プロローグ:世界の無意味さ
――――――――――日常は、どこまでも私についてくる。
つまらない………。
この世界が。
この社会が。
この環境が。
この人類が。
この全てが。
なんで、こんなに「何か」に縛られなければいけないの?
自由に生きさせてよ。
法律なんて、本当に正しいかわからないんだから、いらないじゃない。
ここのところ、私は毎日同じことを考える。
それは、今思っていたことと、もう一つ。
「生まれ変りたい」
私が生まれ変ったら、この世界はどうなっているのか。
私はどんな人間なのか。
そもそも、何物なのか。
それを、人々は「妄想」と呼ぶらしい。
まぁ、間違ってはいないと思う。
だって、こんなに「非現実的」で「非科学的」な考え、絶対に実行されないもの。
「想像」とは違うのよ。
根拠もないし、私は、この行為をおかしいとは思わない。
でも、「妄想」と自己認識しているから、「空想」にあてはまるのかな。
それは、いつも通りの授業中に起きた。
私は、いつもの様に「空想」とか「妄想」とか呼ばれる行為をしてて、授業なんて聞いていなかったけど、今だけは切に思う。
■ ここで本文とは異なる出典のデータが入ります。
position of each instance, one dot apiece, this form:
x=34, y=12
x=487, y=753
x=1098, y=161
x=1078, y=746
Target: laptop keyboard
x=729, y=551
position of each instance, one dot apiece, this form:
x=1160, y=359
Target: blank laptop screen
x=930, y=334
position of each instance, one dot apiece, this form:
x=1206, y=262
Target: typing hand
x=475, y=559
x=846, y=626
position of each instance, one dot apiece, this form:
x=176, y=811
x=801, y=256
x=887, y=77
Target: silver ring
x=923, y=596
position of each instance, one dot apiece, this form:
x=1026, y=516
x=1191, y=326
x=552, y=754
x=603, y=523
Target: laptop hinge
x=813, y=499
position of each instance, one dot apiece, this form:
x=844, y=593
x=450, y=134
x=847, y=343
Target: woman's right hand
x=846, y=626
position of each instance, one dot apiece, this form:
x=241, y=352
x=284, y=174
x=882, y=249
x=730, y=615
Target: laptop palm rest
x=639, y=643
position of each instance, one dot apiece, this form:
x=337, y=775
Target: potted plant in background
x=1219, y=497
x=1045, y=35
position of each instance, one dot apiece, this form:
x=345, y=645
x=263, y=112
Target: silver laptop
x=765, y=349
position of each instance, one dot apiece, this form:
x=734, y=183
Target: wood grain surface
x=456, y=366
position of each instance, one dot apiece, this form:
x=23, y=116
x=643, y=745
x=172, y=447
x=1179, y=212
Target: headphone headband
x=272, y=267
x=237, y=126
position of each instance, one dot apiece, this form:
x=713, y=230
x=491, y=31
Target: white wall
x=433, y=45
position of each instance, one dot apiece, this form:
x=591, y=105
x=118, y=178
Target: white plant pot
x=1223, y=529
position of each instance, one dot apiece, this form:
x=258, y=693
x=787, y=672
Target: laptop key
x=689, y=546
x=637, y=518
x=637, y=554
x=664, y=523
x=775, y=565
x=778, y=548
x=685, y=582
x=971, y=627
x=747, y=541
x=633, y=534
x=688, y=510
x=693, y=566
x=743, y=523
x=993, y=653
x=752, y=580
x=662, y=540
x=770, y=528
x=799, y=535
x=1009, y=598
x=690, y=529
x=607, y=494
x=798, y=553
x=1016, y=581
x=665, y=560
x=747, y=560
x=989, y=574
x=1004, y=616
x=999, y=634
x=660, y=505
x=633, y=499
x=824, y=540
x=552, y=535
授業、まじめに受けていればよかったな、なんて。
ふと、目の前が暗くなった。
真っ暗、じゃなくて、ただ単に暗くなっただけ。
何も見えないわけじゃない。
そう、どちらかといえば、見えないほうがよかったのかもしれない。
暗さに対応しようとしている、私の視界を埋め尽くしたのは、真っ白で汚れ一つない獣毛と、金色の懐中時計だった。あと、端っこに赤チェックがちらほらと。
上から声が降ってきて、私の思考と視界は閉ざされた。